Ainsi, ces larges pouvoirs de vérification donnent au fisc la possibilité de consulter tout document et d’avoir accès à toute information pertinente afin de vérifier les renseignements déclarés. Lorsque le contribuable ne collabore pas afin de donner accès à ces documents, les lois fiscales permettent l’envoi d’un document appelé « demande péremptoire » enjoignant la personne visée, soit le contribuable ou un tiers en possession de l’information ou du document recherché, à fournir ladite information ou ledit document dans le délai imparti, le tout sous peine d’amende ou d’emprisonnement. Également, la loi fiscale permet au fisc d’obtenir une ordonnance d’un juge enjoignant la personne qui détient les informations ou les documents de les fournir, le tout sous peine d’outrage au tribunal.

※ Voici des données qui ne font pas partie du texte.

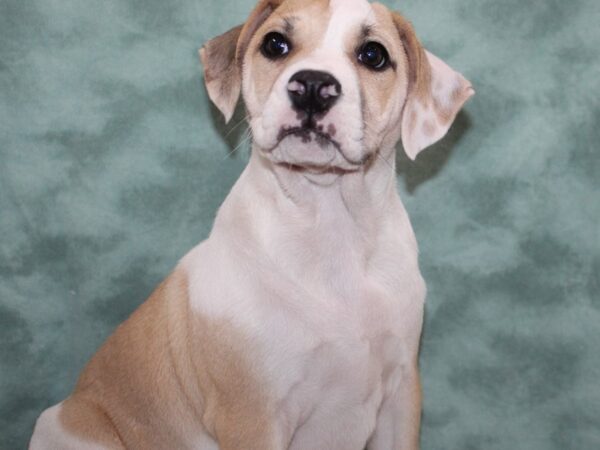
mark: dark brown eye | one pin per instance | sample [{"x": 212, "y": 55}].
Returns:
[
  {"x": 275, "y": 45},
  {"x": 374, "y": 56}
]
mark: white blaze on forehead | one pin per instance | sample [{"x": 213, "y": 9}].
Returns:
[{"x": 346, "y": 15}]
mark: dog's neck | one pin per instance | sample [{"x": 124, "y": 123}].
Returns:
[{"x": 331, "y": 231}]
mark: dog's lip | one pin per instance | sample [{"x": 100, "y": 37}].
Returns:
[{"x": 300, "y": 131}]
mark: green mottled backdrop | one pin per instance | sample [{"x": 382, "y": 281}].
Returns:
[{"x": 113, "y": 163}]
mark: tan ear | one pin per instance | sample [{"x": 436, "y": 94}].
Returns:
[
  {"x": 222, "y": 75},
  {"x": 222, "y": 59},
  {"x": 435, "y": 94}
]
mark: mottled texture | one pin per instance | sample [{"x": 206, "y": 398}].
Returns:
[{"x": 113, "y": 163}]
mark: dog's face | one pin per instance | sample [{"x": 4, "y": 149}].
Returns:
[{"x": 327, "y": 83}]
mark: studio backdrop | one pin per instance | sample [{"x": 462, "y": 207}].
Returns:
[{"x": 113, "y": 164}]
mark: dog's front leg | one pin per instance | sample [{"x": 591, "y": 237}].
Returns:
[{"x": 399, "y": 418}]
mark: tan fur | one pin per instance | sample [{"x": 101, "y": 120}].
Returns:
[
  {"x": 309, "y": 21},
  {"x": 162, "y": 375}
]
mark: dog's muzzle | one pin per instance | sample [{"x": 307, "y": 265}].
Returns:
[{"x": 312, "y": 93}]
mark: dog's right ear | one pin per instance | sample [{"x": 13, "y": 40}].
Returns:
[{"x": 222, "y": 59}]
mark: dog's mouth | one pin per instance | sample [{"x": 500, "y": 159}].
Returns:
[{"x": 310, "y": 134}]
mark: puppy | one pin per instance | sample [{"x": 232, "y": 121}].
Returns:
[{"x": 296, "y": 324}]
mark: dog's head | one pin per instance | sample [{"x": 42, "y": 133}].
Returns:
[{"x": 329, "y": 82}]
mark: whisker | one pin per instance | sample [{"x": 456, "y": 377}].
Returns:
[{"x": 247, "y": 137}]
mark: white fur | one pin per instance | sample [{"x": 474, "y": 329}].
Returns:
[
  {"x": 320, "y": 271},
  {"x": 49, "y": 434}
]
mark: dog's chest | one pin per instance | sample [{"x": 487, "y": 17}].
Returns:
[{"x": 331, "y": 384}]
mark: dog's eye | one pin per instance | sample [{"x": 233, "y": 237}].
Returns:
[
  {"x": 275, "y": 45},
  {"x": 374, "y": 56}
]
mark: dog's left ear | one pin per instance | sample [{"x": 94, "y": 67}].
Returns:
[
  {"x": 435, "y": 93},
  {"x": 222, "y": 59}
]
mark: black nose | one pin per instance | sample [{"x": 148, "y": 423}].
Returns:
[{"x": 313, "y": 91}]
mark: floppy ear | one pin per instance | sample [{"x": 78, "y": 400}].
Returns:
[
  {"x": 435, "y": 94},
  {"x": 222, "y": 59},
  {"x": 222, "y": 75}
]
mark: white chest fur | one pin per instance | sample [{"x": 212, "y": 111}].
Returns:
[{"x": 332, "y": 308}]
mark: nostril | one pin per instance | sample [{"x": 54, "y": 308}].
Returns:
[
  {"x": 313, "y": 91},
  {"x": 296, "y": 88},
  {"x": 329, "y": 90}
]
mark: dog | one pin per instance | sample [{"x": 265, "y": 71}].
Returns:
[{"x": 296, "y": 323}]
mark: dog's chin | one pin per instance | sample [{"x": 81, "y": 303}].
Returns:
[{"x": 312, "y": 152}]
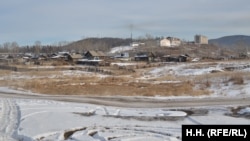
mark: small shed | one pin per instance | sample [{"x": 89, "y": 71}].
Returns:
[
  {"x": 177, "y": 58},
  {"x": 145, "y": 56},
  {"x": 95, "y": 55}
]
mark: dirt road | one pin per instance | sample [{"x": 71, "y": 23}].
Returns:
[{"x": 138, "y": 102}]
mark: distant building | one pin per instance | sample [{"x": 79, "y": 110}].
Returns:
[
  {"x": 137, "y": 44},
  {"x": 170, "y": 42},
  {"x": 165, "y": 43},
  {"x": 200, "y": 39}
]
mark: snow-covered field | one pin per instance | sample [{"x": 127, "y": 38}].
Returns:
[
  {"x": 48, "y": 120},
  {"x": 51, "y": 120}
]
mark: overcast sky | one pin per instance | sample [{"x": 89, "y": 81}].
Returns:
[{"x": 51, "y": 21}]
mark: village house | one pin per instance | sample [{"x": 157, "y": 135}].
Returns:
[
  {"x": 170, "y": 42},
  {"x": 175, "y": 58},
  {"x": 93, "y": 58},
  {"x": 165, "y": 43},
  {"x": 145, "y": 56},
  {"x": 75, "y": 57},
  {"x": 95, "y": 55},
  {"x": 200, "y": 39}
]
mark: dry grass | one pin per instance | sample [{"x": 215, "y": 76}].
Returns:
[{"x": 119, "y": 84}]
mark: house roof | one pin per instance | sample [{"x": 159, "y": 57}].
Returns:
[
  {"x": 77, "y": 56},
  {"x": 96, "y": 53}
]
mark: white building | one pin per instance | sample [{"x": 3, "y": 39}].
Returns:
[
  {"x": 200, "y": 39},
  {"x": 165, "y": 43},
  {"x": 170, "y": 42}
]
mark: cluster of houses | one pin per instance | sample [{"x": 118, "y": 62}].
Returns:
[
  {"x": 173, "y": 42},
  {"x": 93, "y": 57},
  {"x": 89, "y": 58}
]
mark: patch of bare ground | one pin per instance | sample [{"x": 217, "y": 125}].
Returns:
[{"x": 110, "y": 85}]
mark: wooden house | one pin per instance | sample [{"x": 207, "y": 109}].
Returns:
[
  {"x": 95, "y": 55},
  {"x": 145, "y": 56}
]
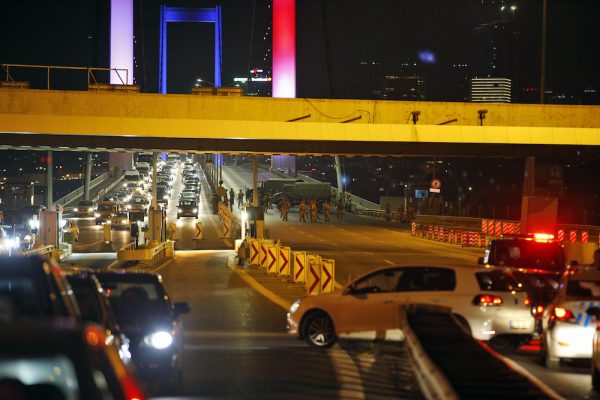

Dans certains cas, ces tiers peuvent être des professionnels, tels les notaires et les avocats, qui sont en possession d’information ou de documents recherchés par les autorités fiscales, et là se pose le problème du secret professionnel. Or, comme l’analyse intéressante de l’historique jurisprudentiel du secret professionnel effectuée par le tribunal le révèle, il s’agit de « l’un des privilèges les plus anciens et les plus puissants reconnus par la jurisprudence »  et « dès qu’une relation professionnelle légitime s’établit entre un professionnel du droit et un client, tous les gestes, documents et toutes les informations sont, prima facie, couverts par le secret professionnel ». Et le juge d’ajouter que c’est à celui qui invoque que le l’information ou le document n’est pas couvert par le secret professionnel de le démontrer et que ces cas doivent être « rarissimes » et utilisés en dernier recours seulement. Ainsi, le droit du fisc de vérifier l’exactitude des déclarations produites par les contribuables est mis dans la balance avec leur droit fondamental au secret professionnel et ce dernier droit, de par sa nature, pèse lourd.
Ainsi donc, c’est dans ce contexte que la Chambre des notaires s’est adressée à la Cour supérieure afin de faire déclarer inconstitutionnelles les dispositions de la Loi de l’impôt sur le revenu qui donnent au fisc les pouvoirs en question.

Dans son analyse, le juge a relevé plusieurs failles dans la façon de procéder de l’Agence du revenu du Canada, soit que :

1. La demande est uniquement adressée au professionnel, et non au contribuable;

2. Le délai de présentation de la requête est trop court, soit 5 jours;

3. La loi n’impose pas comme condition qu’il soit démontré au juge qu’il n’existe pas de solution de rechange raisonnable.

En effet, ces lacunes font en sorte que le détenteur du secret professionnel n’a pas l’occasion de formuler une objection afin que soit protégée la confidentialité des informations ou documents privilégiés. D’ailleurs, la Cour suprême, dans un contexte de droit criminel, a jugé que ces lacunes étaient fatales puisque l’État doit s’assurer du respect de ce droit fondamental.

Finalement, le juge a conclu à l’inconstitutionnalité des dispositions donnant au fisc le pouvoir de transmettre une demande péremptoire ainsi que le mécanisme prévu par la loi lorsque le destinataire n’y donne pas suite. S’en suivra donc qu’une refonte de la législation fiscale à ce sujet sera nécessaire, si l’appel est rejeté, et le juge indique, en quelque sorte, vers quoi cette refonte devra tendre. En effet, selon lui, seul un juge d’une Cour supérieure est habile à examiner un document et à statuer sur sa protection par le secret professionnel. En somme, comme en matière de perquisition criminelle ou pénale, une autorisation judiciaire préalable est requise.

En conclusion, en réponse à la question de savoir si les cabinets d’avocats constituent des paradis fiscaux, le tribunal juge cette crainte du fisc comme étant exagérée et rappelle que, d’une part, les informations ou documents recherchés peuvent être obtenus auprès de tiers et que, d’autre part, rappelle qu’une exception au secret professionnel peut être invoquée lorsque des gestes illégaux sont posés. Quant à la suite, la décision de la Cour d’appel sera certainement d’un grand intérêt en raison de l’impact important qu’elle pourrait avoir sur la pratique des avocats et notaires lorsque le fisc cogne à la porte.